In most companies, risk management practices, though not mature in scale as good or optimised, evidence is that risks that emerged were handled well enough. The pandemic provided a significant wake-up call for understanding the wide variety of risks and uncertainties. Uncertainty is the new norm, and therefore risk management has become more critical for the success of a business.
Risks and threats are precursors to the corporate crisis. Some risks are universal and pose a threat to every company, while others are relative and depend on the nature of an organisation's business or industry. No matter which risks or threats apply to a company, it is essential that they have a crisis management plan in place to deal with the crisis when the risk becomes a reality.

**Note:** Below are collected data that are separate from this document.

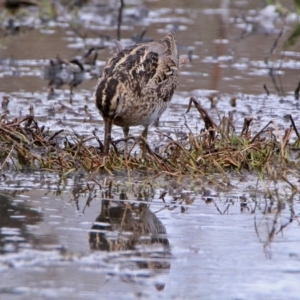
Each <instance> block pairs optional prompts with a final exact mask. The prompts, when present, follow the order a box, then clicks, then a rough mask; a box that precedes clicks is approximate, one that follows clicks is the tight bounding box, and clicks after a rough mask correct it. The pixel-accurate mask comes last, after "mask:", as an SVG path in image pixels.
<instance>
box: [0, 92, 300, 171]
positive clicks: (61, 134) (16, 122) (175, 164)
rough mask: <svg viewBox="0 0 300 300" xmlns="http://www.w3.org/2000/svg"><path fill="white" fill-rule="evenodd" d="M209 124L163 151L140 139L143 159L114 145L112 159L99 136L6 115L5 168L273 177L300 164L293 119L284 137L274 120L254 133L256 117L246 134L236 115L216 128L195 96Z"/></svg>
mask: <svg viewBox="0 0 300 300" xmlns="http://www.w3.org/2000/svg"><path fill="white" fill-rule="evenodd" d="M192 105H194V106H195V107H196V108H197V110H198V111H199V113H200V116H201V118H202V119H203V121H204V124H205V128H204V129H202V130H201V131H200V133H199V134H197V135H195V134H193V133H192V131H191V130H190V128H189V126H188V124H186V128H187V133H188V134H187V138H186V139H184V140H180V141H179V140H174V139H172V138H171V137H167V138H168V140H169V142H168V143H167V144H166V145H165V146H164V147H162V148H161V149H160V152H159V153H156V152H154V151H152V150H151V147H150V146H149V145H148V144H147V142H146V141H145V140H139V141H138V140H136V141H135V142H134V144H142V146H143V149H144V151H143V152H144V155H143V156H136V155H132V154H131V151H130V150H129V153H128V154H127V155H126V156H125V155H124V154H123V153H120V152H119V150H118V143H119V142H120V140H119V141H115V142H113V143H112V145H111V151H110V154H109V155H108V156H104V155H103V144H102V142H101V141H100V140H99V138H98V137H97V136H96V134H95V133H94V132H93V134H92V135H91V136H90V137H87V138H83V137H80V136H78V135H76V134H65V132H64V130H59V131H57V132H45V130H44V128H45V127H44V126H41V127H40V126H39V125H38V123H37V122H36V121H35V119H34V116H27V117H26V118H24V119H21V120H17V119H14V120H8V119H7V116H6V114H5V113H4V114H2V115H1V116H0V147H1V152H0V164H1V169H2V170H3V169H5V168H14V169H24V168H27V169H42V170H47V171H54V172H63V173H68V172H72V171H75V170H78V169H80V168H82V169H84V170H85V171H87V172H91V171H104V172H109V173H111V172H113V171H117V170H124V169H128V170H134V169H143V170H147V171H149V172H153V173H159V174H160V173H165V174H170V175H174V176H178V175H182V174H186V173H192V174H212V173H215V172H217V173H221V174H222V173H225V171H227V170H231V169H235V170H241V169H247V170H250V171H251V170H256V171H259V172H268V173H272V172H273V170H274V169H276V168H277V167H278V168H281V169H284V168H286V167H291V166H297V164H298V163H299V162H298V161H297V160H291V159H290V151H291V149H292V147H294V148H295V147H296V146H297V145H298V144H299V140H300V139H299V138H298V140H297V141H296V143H295V144H294V145H291V144H290V138H291V133H292V131H293V130H294V131H295V132H296V134H297V136H299V135H298V132H297V128H296V126H295V124H294V121H293V119H292V117H291V116H290V119H291V126H290V127H289V128H288V129H287V130H286V131H285V134H284V136H281V135H280V132H279V130H278V128H277V126H276V123H275V122H273V121H270V122H269V123H268V124H267V125H266V126H265V127H264V128H262V129H261V130H260V131H259V132H258V133H256V134H253V133H252V132H251V130H250V125H251V122H252V119H249V118H246V119H245V120H244V127H243V129H242V131H241V132H240V133H237V132H236V131H235V128H234V124H233V120H232V117H231V116H229V117H224V118H223V119H222V121H221V122H220V124H218V125H217V124H216V123H215V122H214V121H213V120H212V119H211V117H210V116H209V115H208V113H207V112H206V111H205V110H204V109H203V108H202V107H201V105H200V104H199V103H198V102H197V101H196V99H195V98H193V97H192V98H191V101H190V107H189V110H190V108H191V106H192Z"/></svg>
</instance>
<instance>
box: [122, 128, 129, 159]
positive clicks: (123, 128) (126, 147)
mask: <svg viewBox="0 0 300 300" xmlns="http://www.w3.org/2000/svg"><path fill="white" fill-rule="evenodd" d="M123 133H124V138H125V148H124V154H125V156H127V150H128V140H127V138H128V134H129V127H123Z"/></svg>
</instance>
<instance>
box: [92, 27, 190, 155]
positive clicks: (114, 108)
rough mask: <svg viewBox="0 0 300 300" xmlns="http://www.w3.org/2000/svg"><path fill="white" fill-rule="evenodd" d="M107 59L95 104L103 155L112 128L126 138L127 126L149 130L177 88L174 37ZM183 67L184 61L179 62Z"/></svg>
mask: <svg viewBox="0 0 300 300" xmlns="http://www.w3.org/2000/svg"><path fill="white" fill-rule="evenodd" d="M117 47H118V48H119V52H118V53H117V54H116V55H115V56H114V57H112V58H110V59H109V60H108V61H107V63H106V65H105V66H104V68H103V70H102V74H101V76H100V78H99V80H98V84H97V88H96V92H95V103H96V106H97V108H98V109H99V111H100V113H101V115H102V117H103V120H104V124H105V136H104V154H108V151H109V143H110V141H111V129H112V125H113V124H115V125H117V126H121V127H122V128H123V132H124V136H125V137H127V136H128V133H129V127H130V126H137V125H143V126H144V127H145V129H144V131H143V133H142V136H143V137H145V138H147V133H148V127H149V125H150V124H152V123H153V122H154V121H155V120H156V119H158V118H159V117H160V116H161V115H162V114H163V112H164V111H165V110H166V109H167V108H168V106H169V105H170V101H171V98H172V96H173V93H174V91H175V89H176V87H177V85H178V70H179V64H180V63H179V56H178V51H177V45H176V39H175V34H174V33H173V32H169V33H168V34H167V35H166V37H164V38H163V39H161V40H159V41H153V42H149V43H142V44H138V45H134V46H131V47H128V48H125V49H123V47H122V45H121V44H120V43H117ZM182 63H184V61H183V62H182Z"/></svg>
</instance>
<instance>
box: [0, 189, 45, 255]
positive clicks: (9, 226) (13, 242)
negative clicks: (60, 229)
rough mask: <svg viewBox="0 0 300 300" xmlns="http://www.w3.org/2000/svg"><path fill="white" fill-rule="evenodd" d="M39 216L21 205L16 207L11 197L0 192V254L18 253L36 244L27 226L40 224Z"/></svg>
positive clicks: (31, 210) (8, 194)
mask: <svg viewBox="0 0 300 300" xmlns="http://www.w3.org/2000/svg"><path fill="white" fill-rule="evenodd" d="M41 220H42V217H41V214H40V213H39V212H37V211H33V210H31V209H30V208H29V207H26V206H24V205H22V204H18V205H16V204H15V203H14V202H13V197H12V196H11V195H10V194H8V193H5V192H1V191H0V254H4V253H7V252H18V251H19V250H20V249H21V248H28V247H31V246H30V245H34V244H36V243H37V242H38V241H37V240H35V238H34V237H33V235H32V234H30V233H29V232H28V230H27V228H26V226H27V225H33V224H37V223H38V222H41Z"/></svg>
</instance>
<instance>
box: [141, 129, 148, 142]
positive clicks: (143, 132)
mask: <svg viewBox="0 0 300 300" xmlns="http://www.w3.org/2000/svg"><path fill="white" fill-rule="evenodd" d="M147 135H148V126H145V128H144V130H143V132H142V137H143V138H144V139H145V140H147Z"/></svg>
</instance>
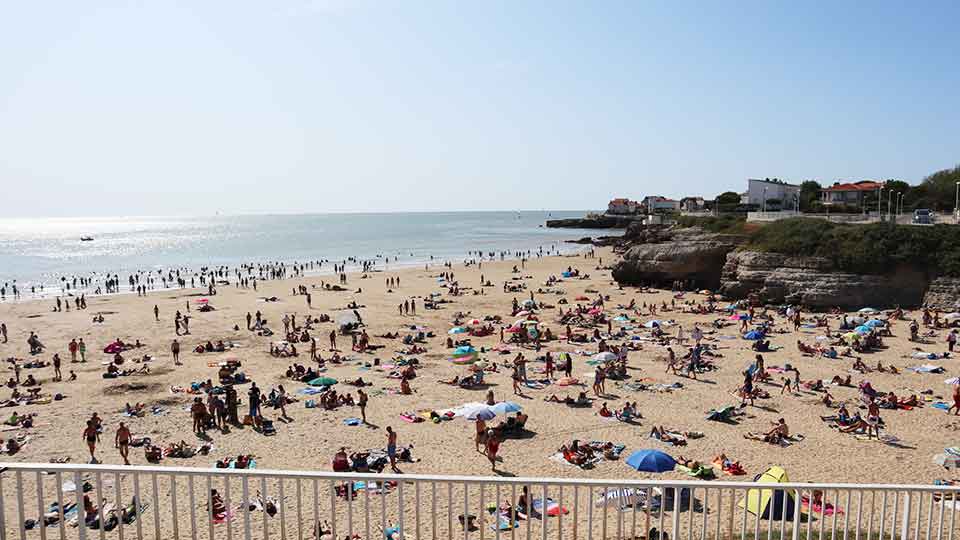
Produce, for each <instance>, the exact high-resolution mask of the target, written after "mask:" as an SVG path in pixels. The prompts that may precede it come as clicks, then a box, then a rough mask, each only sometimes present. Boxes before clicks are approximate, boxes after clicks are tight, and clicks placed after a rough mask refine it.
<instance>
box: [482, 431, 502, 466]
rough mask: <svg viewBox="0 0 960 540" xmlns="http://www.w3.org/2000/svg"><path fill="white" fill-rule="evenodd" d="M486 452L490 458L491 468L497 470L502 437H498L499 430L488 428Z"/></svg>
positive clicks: (487, 455)
mask: <svg viewBox="0 0 960 540" xmlns="http://www.w3.org/2000/svg"><path fill="white" fill-rule="evenodd" d="M484 450H485V453H486V454H487V459H488V460H490V470H491V471H496V470H497V452H499V451H500V439H498V438H497V432H496V431H494V430H492V429H488V430H487V442H486V445H485V447H484Z"/></svg>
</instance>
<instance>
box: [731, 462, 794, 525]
mask: <svg viewBox="0 0 960 540" xmlns="http://www.w3.org/2000/svg"><path fill="white" fill-rule="evenodd" d="M754 481H755V482H757V483H758V484H783V483H786V482H789V481H790V479H789V478H787V471H785V470H783V467H776V466H774V467H770V468H769V469H767V471H766V472H764V473H763V474H761V475H759V476H757V478H755V479H754ZM784 502H786V507H784ZM744 505H746V509H747V511H748V512H750V513H751V514H756V515H757V516H759V517H760V519H775V520H781V519H786V520H788V521H791V520H793V510H794V506H795V505H796V501H795V500H794V498H793V494H792V493H791V492H790V491H787V490H783V489H751V490H749V491H747V497H746V498H745V499H744V500H742V501H740V508H743V507H744Z"/></svg>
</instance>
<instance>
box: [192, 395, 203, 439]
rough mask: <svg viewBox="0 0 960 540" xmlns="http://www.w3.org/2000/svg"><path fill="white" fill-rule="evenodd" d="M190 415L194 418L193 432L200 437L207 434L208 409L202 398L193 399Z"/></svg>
mask: <svg viewBox="0 0 960 540" xmlns="http://www.w3.org/2000/svg"><path fill="white" fill-rule="evenodd" d="M190 415H191V416H193V432H194V433H196V434H198V435H200V434H203V433H206V431H207V430H206V429H205V427H206V426H205V424H206V421H207V407H206V405H204V404H203V400H202V399H200V398H193V405H191V406H190Z"/></svg>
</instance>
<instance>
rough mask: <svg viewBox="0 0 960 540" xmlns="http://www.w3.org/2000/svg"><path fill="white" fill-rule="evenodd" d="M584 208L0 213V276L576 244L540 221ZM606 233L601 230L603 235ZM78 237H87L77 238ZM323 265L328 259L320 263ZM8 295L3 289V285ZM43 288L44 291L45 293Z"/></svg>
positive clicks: (62, 275) (232, 264)
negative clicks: (51, 214) (281, 212)
mask: <svg viewBox="0 0 960 540" xmlns="http://www.w3.org/2000/svg"><path fill="white" fill-rule="evenodd" d="M584 213H585V212H449V213H399V214H312V215H262V216H216V217H193V218H189V217H188V218H162V217H130V218H69V219H59V218H56V219H0V282H2V283H11V282H12V281H13V280H17V283H18V285H19V286H20V288H21V289H22V290H28V289H29V287H30V286H31V285H35V284H39V283H44V284H45V285H46V286H48V287H49V286H55V284H57V283H58V282H59V281H60V278H61V277H63V276H66V277H68V278H70V277H72V276H90V275H102V274H104V273H106V272H110V273H118V274H120V276H121V280H123V276H124V275H127V274H129V273H131V272H137V271H141V270H159V269H168V268H186V269H191V270H196V269H198V268H200V267H202V266H220V265H228V266H235V265H237V264H241V263H248V262H254V263H256V262H276V261H284V262H294V261H301V262H302V261H309V260H321V259H326V260H330V261H341V260H344V259H346V258H348V257H357V258H360V259H373V258H375V257H377V256H381V257H390V258H391V259H393V258H394V257H398V261H397V262H391V266H395V265H398V264H400V265H403V264H415V263H419V262H423V261H425V260H429V259H430V257H431V256H433V257H435V258H438V259H441V260H444V259H449V260H462V259H463V258H464V257H465V256H466V254H467V252H468V251H477V250H482V251H484V252H489V251H497V252H499V251H509V252H514V251H521V250H523V251H525V250H533V251H536V250H537V249H539V248H540V247H543V249H544V251H547V250H548V249H551V248H553V249H554V250H561V251H565V252H569V251H573V250H575V249H577V246H576V245H574V244H565V243H564V240H567V239H575V238H580V237H583V236H592V235H596V234H597V231H581V230H573V229H547V228H546V227H542V225H543V223H544V221H545V220H547V219H551V218H566V217H579V216H583V215H584ZM604 234H608V233H604ZM83 236H90V237H93V240H92V241H89V242H82V241H81V240H80V238H81V237H83ZM325 268H326V267H325ZM7 292H8V294H9V287H8V291H7ZM50 292H51V291H50V290H47V293H50Z"/></svg>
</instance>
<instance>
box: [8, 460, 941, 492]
mask: <svg viewBox="0 0 960 540" xmlns="http://www.w3.org/2000/svg"><path fill="white" fill-rule="evenodd" d="M6 471H12V472H16V471H22V472H54V473H55V472H61V473H64V472H69V473H84V472H90V473H97V472H99V473H121V474H124V473H145V474H161V475H181V476H209V475H223V476H238V477H242V476H251V477H267V478H270V477H274V478H299V479H317V480H343V481H346V480H357V479H370V480H376V481H381V482H383V481H396V482H450V483H455V484H501V485H508V486H510V485H514V486H517V485H530V486H540V485H546V486H588V487H589V486H592V487H644V488H646V487H669V488H703V487H711V488H728V489H802V490H811V489H830V490H837V489H839V490H851V491H868V490H872V491H919V492H928V493H950V492H956V493H960V486H938V485H920V484H853V483H831V482H783V483H779V484H759V483H756V482H731V481H722V480H721V481H703V480H646V479H637V480H631V479H620V478H610V479H595V478H548V477H542V478H527V477H501V476H457V475H452V476H451V475H424V474H372V473H353V472H333V471H296V470H293V471H291V470H272V469H217V468H199V467H154V466H144V465H130V466H112V465H86V464H69V463H13V462H0V474H2V473H4V472H6Z"/></svg>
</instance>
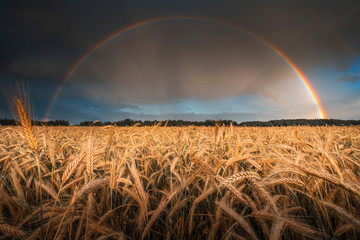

For those involved in the risk management, the pandemic warned them to make risk assessments more accurate and more responsive to the changing risk environment. It is necessary to ascertain the most relevant risks to gain perspective on the best ways to deal with them.
Each year, the IIA, ECIIA, Big-4 Audit, and consulting firms publish survey-based research reports on top risks to illuminate the upcoming year's risk horizon and outlook. One of the first questions to answer in risk management is, "What are our most critical risks?" The compilation of top business risks for 2022 will prenominate this prediction.
As it has for the last five years, cybersecurity tops nearly every list of the top risks for 2022. It reflects the constant struggle to keep up with cyber risk's evolving and vexing nature. The growing sophistication and variety of cyberattacks often have disastrous financial impacts. Hackers like extreme change situations when people become distracted, make fear-based decisions, and are prone to errors. As pandemic shifts into a new phase, it may be more chaotic and challenging. Cybersecurity risks continue to represent a significant concern for any organisation regardless of its size or industry.
Attracting and retaining cybersecurity specialists represents a significant challenge. Despite huge spending on cybersecurity over the years, the issues persist. This risk examines whether organisations are sufficiently prepared to manage cyber threats that cause disruption and reputational harm. It doesn't appear that cybersecurity will be receding as top risk anytime soon.
Talent management is identified as the next top risk. Finding, hiring, and retaining top talent is expected to remain one of the most significant risks facing companies in 2022. It is challenging to find the best talent with the different generational gaps in the workforce to match and mix experience and new knowledge.
Robert Half's survey said nearly half of workers plan to look for a new job in 2022, with Gen Z most likely to move. We hear about the Great Resignation, also known as the Big Quit, an economic trend in which employees voluntarily resign en masse, meaning the talent market will be more competitive than ever. While the virtualisation of work helps greater access to global talent, this has limitations. The onus is on companies attracting and retaining people by evidently endorsing that their contributions are valued by paying well and prioritising their well-being.
Environmental, social, and governance topics, known collectively as ESG, and reporting on such issues is considered a significant risk in 2022. ESG refers to parameters used to gauge how sustainability objectives guide business performance. Sustainability includes organisational governance, social sustainability, and environmental sustainability. Companies should anticipate emerging ESG requirements by understanding processes and controls and adopting sustainability frameworks.
ESG reporting is not yet mandated, but adoption is imminent. The stakes are too high, with the pressure exerted by regulators, investors, customers, third-party affiliates, and society. The benefits of getting it right outweigh the cost with increased opportunities for business. The IIA's On Risk 2022 mentions, "This risk examines the ability of organisations to reliably measure, evaluate, and accurately report on their environmental impacts."
Digital identity and data privacy risks are one of the biggest risks companies will face in 2022: the risk of having their data breached. It is as close as "it's not if you'll be breached; it's when." Due to a demanding regulatory environment, companies need to adequately protect sensitive data and comply with applicable laws and regulations. The legal exposure to personal rights and data privacy has given the sensitivity to data protection. Taking a piecemeal approach to technology is no longer enough; businesses must build integrated systems.
Risk is often considered inherently negative, but a more nuanced view perceives an equal opportunity for every risk. No one knows what 2022 will look like, but monitoring, modifying, and learning missions will matter the most.
Sundaresan Rajeswar is board member, Institute of Internal Auditors Qatar Chapter; he’s also in global IIA board's Advocacy Advisory Council for 2021-23.